[llvm] c3b48ec - [RISCV] Match strided loads with reversed indexing sequences
Philip Reames via llvm-commits
llvm-commits at lists.llvm.org
Tue Aug 22 07:59:57 PDT 2023
Author: Philip Reames
Date: 2023-08-22T07:59:49-07:00
New Revision: c3b48ec6ff92c47cd6136ee25360d31952a3adf2
URL: https://github.com/llvm/llvm-project/commit/c3b48ec6ff92c47cd6136ee25360d31952a3adf2
DIFF: https://github.com/llvm/llvm-project/commit/c3b48ec6ff92c47cd6136ee25360d31952a3adf2.diff
LOG: [RISCV] Match strided loads with reversed indexing sequences
This extends the concat_vector of loads to strided_load transform to handle reversed index pattern.

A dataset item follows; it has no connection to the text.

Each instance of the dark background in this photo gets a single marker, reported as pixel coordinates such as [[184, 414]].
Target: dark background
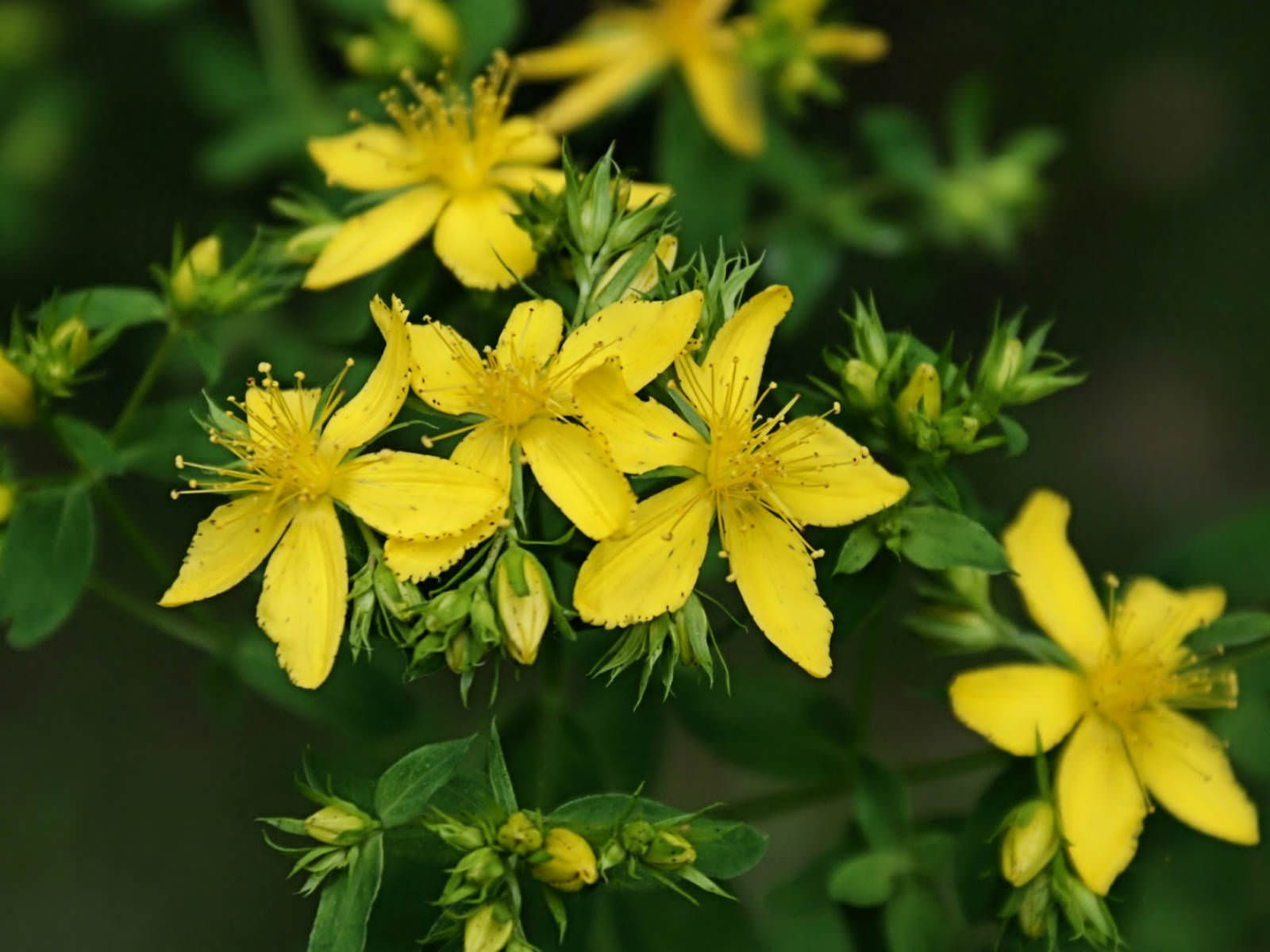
[[133, 771]]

The previous code expected indexing of the form (a0, a1+S, a2+S,...). However, we can also see indexing of the form (a1+S, a2+S, a3+S, .., aS). This form is a strided load starting at address aN + S*(n-1) with stride -S.
Note that this is also fixing what looks to be a bug in the memory location reasoning for forward strided case. A strided load with negative stride access eltsize bytes past base ptr, and then bytes *before* base ptr. (That is, the range should extend from before base ptr to after base ptr.)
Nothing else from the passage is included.